What’s exciting, beyond the new realities of on-premise engagement with customers, is the enormous promise of digital/direct engagement and fulfilment. From easy delivery and curbside pick-up, through deeper and more meaningful digital connection with customers, the food and beverage industry is learning how to do things in innovative and sometimes scrappy new ways. We can expect much of this to stick, which opens up the promise of delivering a much richer mix of experiences and benefits for customers beyond time-honored traditions. This means greater value, variety, convenience, personalization, and even sensory appeal and collaboration (think of the rise of chef-created pizza kits ready for pick up at your favorite local). All of these dimensions have been evolving in fresh and exciting new ways.

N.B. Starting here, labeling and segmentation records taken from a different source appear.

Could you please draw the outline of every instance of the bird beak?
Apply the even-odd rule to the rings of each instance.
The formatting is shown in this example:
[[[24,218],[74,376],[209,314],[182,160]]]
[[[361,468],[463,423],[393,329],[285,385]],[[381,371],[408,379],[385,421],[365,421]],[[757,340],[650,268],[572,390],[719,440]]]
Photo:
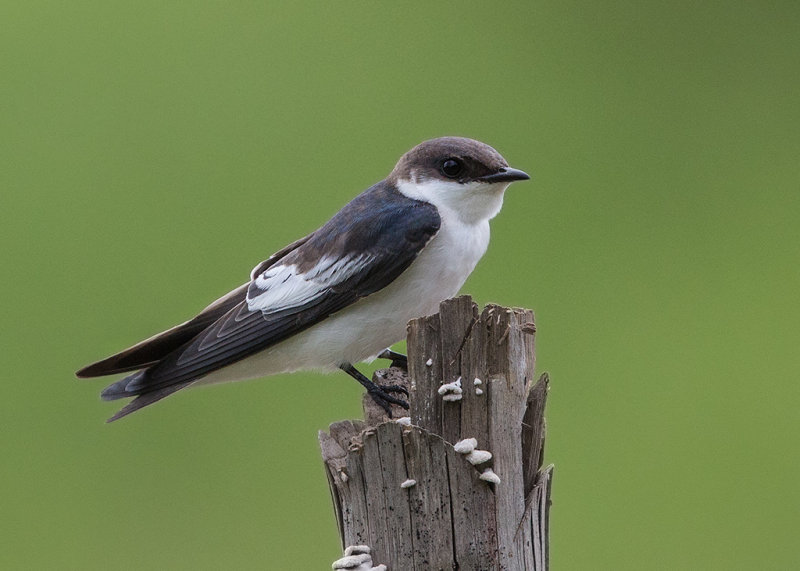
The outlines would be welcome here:
[[[528,176],[528,173],[525,171],[505,167],[495,173],[482,176],[477,180],[481,182],[514,182],[515,180],[528,180],[529,178],[531,177]]]

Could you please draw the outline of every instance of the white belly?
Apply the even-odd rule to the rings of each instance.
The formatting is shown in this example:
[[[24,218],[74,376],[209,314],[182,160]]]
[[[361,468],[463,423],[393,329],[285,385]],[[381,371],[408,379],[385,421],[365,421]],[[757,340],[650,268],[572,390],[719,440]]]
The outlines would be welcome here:
[[[442,227],[394,282],[322,322],[198,382],[251,379],[302,369],[333,370],[368,360],[405,338],[415,317],[431,315],[464,285],[489,245],[489,222]]]

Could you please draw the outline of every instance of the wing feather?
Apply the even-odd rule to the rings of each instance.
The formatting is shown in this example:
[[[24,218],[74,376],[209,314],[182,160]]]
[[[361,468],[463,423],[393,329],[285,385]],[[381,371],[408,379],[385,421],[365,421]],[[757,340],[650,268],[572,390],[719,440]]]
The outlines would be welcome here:
[[[378,183],[280,263],[257,266],[244,299],[159,362],[109,387],[104,398],[143,395],[129,405],[136,410],[132,405],[148,394],[163,398],[170,387],[188,386],[311,327],[394,281],[440,224],[431,204]],[[354,226],[358,232],[346,231]]]

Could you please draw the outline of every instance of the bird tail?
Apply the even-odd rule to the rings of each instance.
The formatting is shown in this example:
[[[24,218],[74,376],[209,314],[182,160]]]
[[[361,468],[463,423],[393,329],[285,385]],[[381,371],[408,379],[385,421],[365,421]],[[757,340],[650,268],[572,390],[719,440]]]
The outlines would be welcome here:
[[[154,389],[154,390],[128,390],[128,386],[135,386],[135,383],[139,381],[144,376],[145,371],[138,371],[133,373],[132,375],[128,375],[127,377],[120,379],[119,381],[108,385],[103,391],[100,393],[100,398],[103,400],[117,400],[126,397],[136,397],[131,402],[126,404],[123,408],[121,408],[117,413],[109,418],[106,422],[114,422],[115,420],[119,420],[123,416],[128,416],[132,412],[136,412],[137,410],[144,408],[148,405],[151,405],[155,402],[160,401],[161,399],[168,397],[172,393],[179,391],[185,387],[191,385],[194,380],[185,381],[182,383],[175,383],[173,385],[169,385],[166,387]]]

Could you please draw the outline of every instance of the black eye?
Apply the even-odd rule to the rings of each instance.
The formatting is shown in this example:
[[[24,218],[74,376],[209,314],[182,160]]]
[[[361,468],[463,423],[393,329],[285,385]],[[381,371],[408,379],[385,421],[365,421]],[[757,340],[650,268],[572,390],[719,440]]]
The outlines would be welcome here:
[[[442,163],[442,174],[447,178],[456,178],[464,170],[464,163],[458,159],[445,159]]]

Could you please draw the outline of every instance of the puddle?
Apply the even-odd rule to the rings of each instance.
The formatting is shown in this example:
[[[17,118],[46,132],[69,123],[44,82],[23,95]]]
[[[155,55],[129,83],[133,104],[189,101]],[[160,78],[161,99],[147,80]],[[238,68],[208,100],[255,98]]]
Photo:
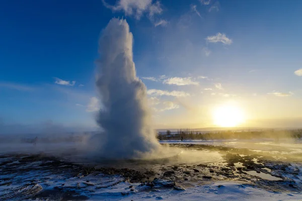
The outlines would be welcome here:
[[[262,169],[267,170],[268,172],[271,172],[272,171],[272,170],[270,169],[269,169],[267,167],[264,167]]]
[[[256,164],[260,164],[261,165],[263,165],[263,164],[262,164],[262,163],[259,163],[258,161],[258,159],[257,158],[253,158],[253,160],[252,160],[253,161],[254,161],[254,162]]]
[[[260,172],[260,173],[257,173],[256,171],[244,171],[244,172],[249,174],[252,176],[256,176],[263,179],[269,180],[270,181],[280,181],[282,180],[281,178],[277,177],[274,176],[272,176],[269,174],[265,174],[265,173]]]
[[[243,163],[241,163],[240,162],[238,162],[238,163],[234,163],[234,165],[237,167],[245,167],[243,166]]]

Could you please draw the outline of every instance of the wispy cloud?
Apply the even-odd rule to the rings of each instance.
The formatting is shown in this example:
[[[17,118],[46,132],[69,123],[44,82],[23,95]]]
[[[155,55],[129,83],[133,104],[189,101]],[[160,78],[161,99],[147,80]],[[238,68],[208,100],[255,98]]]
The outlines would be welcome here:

Meeting customer needs in the future means getting creative, experimenting and deepening customer engagement. When you figure out how to be more and mean more, you’ll find you sell more too.

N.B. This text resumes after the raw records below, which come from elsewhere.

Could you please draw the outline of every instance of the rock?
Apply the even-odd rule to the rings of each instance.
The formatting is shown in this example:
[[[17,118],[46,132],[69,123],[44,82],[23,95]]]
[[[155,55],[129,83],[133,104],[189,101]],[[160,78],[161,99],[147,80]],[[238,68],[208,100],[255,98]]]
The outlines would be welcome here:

What role has technology played in the industry during these times?

Technology is offering restaurants ways to connect with and serve customers as never before, even when there is no dine-in experience. From direct delivery apps to digital social platforms, the toolkit for most operators has gotten bigger and more familiar over the course of the crisis. Imagine what would have happened 20 years ago. Restaurants and bars would have had limited or only expensive means to broadcast their retooled propositions and stay in touch with customers. While the on-premise experience has been out of commission for most, customer engagement has been enriched.

Going forward, technology will enable restaurants to rethink their service experience altogether—potentially doing away with the traditional menu and moving it to customers’ own smart phones for on-premise ordering. Some might even offer pre-visit ordering and table assignments. Payment processes in the near future will also be mobile-based, no longer requiring human interaction when it comes time to settle the bill.

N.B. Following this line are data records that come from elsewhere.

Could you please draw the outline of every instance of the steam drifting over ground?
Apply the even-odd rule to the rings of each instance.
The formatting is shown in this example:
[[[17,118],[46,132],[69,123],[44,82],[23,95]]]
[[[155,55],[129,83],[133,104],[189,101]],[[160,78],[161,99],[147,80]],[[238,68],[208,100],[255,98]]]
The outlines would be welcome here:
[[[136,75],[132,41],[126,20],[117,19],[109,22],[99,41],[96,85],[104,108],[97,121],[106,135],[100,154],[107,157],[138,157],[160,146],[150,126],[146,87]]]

How will the pandemic continue to impact the industry in the long term?

We know that customer preferences and expectations are changing during the pandemic and will continue to evolve afterwards. Staying with these changes is mission critical. Larger restaurant chains with strong balance sheets will have an advantage over smaller restaurants in the short-term because they're able to weather revenue declines and ramp up investments that will help them compete in the post-pandemic world. However, smaller restaurants have the advantage of being nimble and arguably more inventive-on-the-fly. Now is not the time to stand on tradition.

Regarding competitive threats, new competitors for food and beverage dollars are already emerging from the pandemic stronger than ever before. Large grocery chains and meal-kit providers have used the pandemic as an opportunity to win new customers and trial new services, and these businesses will compete head-to-head with restaurants more than they did in the past. A less obvious competitor is also on the rise: cooking and baking at home from scratch. It will be interesting to see the mid to long-term impact of the crash course many consumers took on doing what their parents and grandparents did as a matter of course.

When restaurants are given the okay to reopen, what other measures can business owners expect to incorporate to ensure the safety of both staff and visitors?

Business owners will have to be prepared to aggressively meet new standards of hygiene through thoughtful actions. This includes more frequent and deeper cleaning and hand washing protocols, staff and customers wearing masks, staff wearing frequently-changed disposable gloves, contactless payment, customer temperature checks, food displays and in-line pay stations behind Plexiglas, safe distancing in the spacing of bar seats and dining tables, as well as restrictions on overall guest capacity. This is what the new normal will look like for the foreseeable future. The regulatory standards themselves are sure to evolve and meeting them must be considered the new table stakes. You do not want to be offside regulations or your customer’s evolving expectations.